Abstract
We examined cell size correlations between tissues, and cell size to body mass relationships in passerine birds, amphibians and mammals. The size correlated highly between all cell types in birds and amphibians; mammalian tissues clustered by size correlation in three tissue groups. Erythrocyte size correlated well with the volume of other cell types in birds and amphibians, but poorly in mammals. In birds, body mass correlated positively with the size of all cell types including erythrocytes, and in mammals only with the sizes of some cell types. Size of mammalian erythrocytes correlated with body mass only within the most taxonomically uniform group of species (rodents and lagomorphs). Cell volume increased with body mass of birds and mammals to less than 0.3 power, indicating that body size evolved mostly by changes in cell number. Our evidence suggests that epigenetic mechanisms determining cell size relationships in tissues are conservative in birds and amphibians, but less stringent in mammals. The patterns of cell size to body mass relationships we obtained challenge some key assumptions of fractal and cellular models used by allometric theory to explain mass-scaling of metabolism. We suggest that the assumptions in both models are not universal, and that such models need reformulation.
Keywords: erythrocytes, cellular architecture, metabolic rate, scaling
1. Introduction
Any substantial change of body mass in a lineage must be caused by alteration of cell size, cell number or a combination of the two. Because cell size differs between tissues in the same organism, we have to ask whether the sizes of different cell types evolve independently or in concert. If it is the latter, evolution is more constrained in changing body size through alterations of cell size. Animal bodies would change by roughly rescaling all types of cells, which creates a size correlation between different cell types.
Evolutionary coupling between cell size and body mass is postulated to play an important role in shaping the mass-scaling of metabolism (Davison 1955; Szarski 1983; Kozłowski et al. 2003). With increasing cell size, the cell surface area/volume ratio decreases and a smaller fraction of metabolism is spent on maintaining ionic gradients across cell membranes. In a group of closely related organisms with differences in body mass attributed entirely to cell size change, the metabolic rate should scale with body mass with the exponent b = 0.67 dictated by the changing surface area/volume ratio of the cells. The exponent should become 1.0 if cell size remains unaltered and body mass varies entirely owing to differences in cell numbers. Then the question is whether the component of body size change realized through the change in cell sizes is sufficient to explain the usually negative allometries of metabolism in nature (0.6 < b < 0.8; Glazier 2005)?
A concurrent model (West et al. 1997) predicts the unique metabolic scaling exponent 0.75 from the fractal nature of the supplying system. One of its key assumptions is body mass-invariance of capillary length and diameter. Given that adequate gas exchange requires the short axis of the erythrocyte to be about 25 per cent more than capillary diameter (Snyder & Sheafor 1999), West et al. implicitly assume mass-invariance of erythrocyte size. Consequently, if organism-wide rescaling of cell sizes exists in nature, other cell types should not change their size with the organisms' mass. Savage et al. (2007) attempt to link fractal and cellular models by considering either body mass-scaling or mass-invariance of cell sizes in mammals, and show that both patterns are present depending on cell type. This result requires verification for other taxa, and testing whether mass-scaling of cell size supports a cellular model and to what extent it challenges the assumptions of a fractal model.

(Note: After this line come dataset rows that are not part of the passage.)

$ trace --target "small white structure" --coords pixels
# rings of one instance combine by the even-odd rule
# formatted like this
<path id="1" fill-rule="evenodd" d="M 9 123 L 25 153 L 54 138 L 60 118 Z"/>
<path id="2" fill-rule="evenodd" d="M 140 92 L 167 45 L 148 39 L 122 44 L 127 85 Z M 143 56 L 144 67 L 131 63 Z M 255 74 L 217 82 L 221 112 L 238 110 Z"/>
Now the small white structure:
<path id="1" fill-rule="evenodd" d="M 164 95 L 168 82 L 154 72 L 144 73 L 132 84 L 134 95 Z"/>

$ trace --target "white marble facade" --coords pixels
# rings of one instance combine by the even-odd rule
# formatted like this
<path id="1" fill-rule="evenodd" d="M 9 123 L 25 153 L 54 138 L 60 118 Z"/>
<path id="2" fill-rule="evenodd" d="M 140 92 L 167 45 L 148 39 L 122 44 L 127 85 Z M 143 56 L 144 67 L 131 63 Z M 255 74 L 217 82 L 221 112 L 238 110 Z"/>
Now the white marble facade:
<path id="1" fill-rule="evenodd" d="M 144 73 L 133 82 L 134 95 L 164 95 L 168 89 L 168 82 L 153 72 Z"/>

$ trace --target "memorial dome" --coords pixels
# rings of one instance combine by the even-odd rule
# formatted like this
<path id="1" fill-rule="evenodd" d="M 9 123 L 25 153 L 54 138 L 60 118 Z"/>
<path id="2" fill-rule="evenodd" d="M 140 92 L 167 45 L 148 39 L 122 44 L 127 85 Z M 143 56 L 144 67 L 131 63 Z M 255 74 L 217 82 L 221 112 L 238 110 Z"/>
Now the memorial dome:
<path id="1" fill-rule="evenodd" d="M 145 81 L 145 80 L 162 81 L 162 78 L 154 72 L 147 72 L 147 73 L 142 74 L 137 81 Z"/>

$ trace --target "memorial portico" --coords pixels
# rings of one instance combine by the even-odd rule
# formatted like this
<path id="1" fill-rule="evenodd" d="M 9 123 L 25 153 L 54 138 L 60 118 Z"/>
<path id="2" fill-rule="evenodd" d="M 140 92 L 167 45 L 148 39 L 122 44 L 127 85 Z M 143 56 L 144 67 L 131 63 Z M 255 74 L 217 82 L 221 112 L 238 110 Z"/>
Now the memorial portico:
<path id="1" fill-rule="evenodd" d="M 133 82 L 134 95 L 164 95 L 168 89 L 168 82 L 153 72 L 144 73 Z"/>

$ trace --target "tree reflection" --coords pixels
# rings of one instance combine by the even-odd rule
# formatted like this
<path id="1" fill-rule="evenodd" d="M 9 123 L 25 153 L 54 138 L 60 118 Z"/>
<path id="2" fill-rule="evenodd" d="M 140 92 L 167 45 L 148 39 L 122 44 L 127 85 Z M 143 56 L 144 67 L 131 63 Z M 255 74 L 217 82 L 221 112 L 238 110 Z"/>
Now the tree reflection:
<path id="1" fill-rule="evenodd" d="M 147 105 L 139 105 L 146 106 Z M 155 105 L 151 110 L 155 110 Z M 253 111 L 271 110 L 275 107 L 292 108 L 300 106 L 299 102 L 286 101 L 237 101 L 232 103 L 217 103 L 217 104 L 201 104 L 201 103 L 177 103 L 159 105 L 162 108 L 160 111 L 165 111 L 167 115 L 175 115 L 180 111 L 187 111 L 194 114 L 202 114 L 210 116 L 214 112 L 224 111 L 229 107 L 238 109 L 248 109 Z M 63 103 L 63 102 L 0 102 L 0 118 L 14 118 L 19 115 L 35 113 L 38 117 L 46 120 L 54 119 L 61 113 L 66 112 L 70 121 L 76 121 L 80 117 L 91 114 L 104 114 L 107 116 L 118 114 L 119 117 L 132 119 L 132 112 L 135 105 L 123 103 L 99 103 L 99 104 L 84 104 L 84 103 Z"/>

Measuring cell size is extremely laborious, which explains the paucity of available data and the lack of conclusive evidence for the arguments. Here, we analyse the sparse data on cell size in tissues of passerine birds, amphibians and mammals to test whether cell size for different cell types is intercorrelated and related to body mass. In particular, we examine whether erythrocyte size correlates with the size of other cells and with body mass. The existence of these intercorrelations in different taxa would indicate the need to reconcile some key assumptions of the fractal model. To test the cellular model, we calculate exponents of mass-scaling of cell sizes, assess the corresponding exponents of metabolism predicted by the model and compare the predicted exponents with their actual values from the literature.
2. Material and methods
We used published and unpublished data on birds, amphibians and mammals collected by the group founded by Henryk Szarski, mostly at Nicolaus Copernicus University (Toruń, Poland, TG hereafter), and two datasets for mammals extracted from Morgado et al. (1990) by Savage et al. (2007) and from Levi (1925) by Szarski (1985). The data on six species of passerine birds were published by Nitecki (1972). They were collected by one person, and the tissues were taken from the same individuals, increasing the accuracy of data on birds. TG's data on amphibians and mammals (restricted to closely related groups, rodents and lagomorphs) were compiled from different papers and MSc theses. Not all same-species measurements were taken from the same individuals or made by the same person. Thus, the amphibian and mammalian data are less precise. Original data are given in the electronic supplementary material.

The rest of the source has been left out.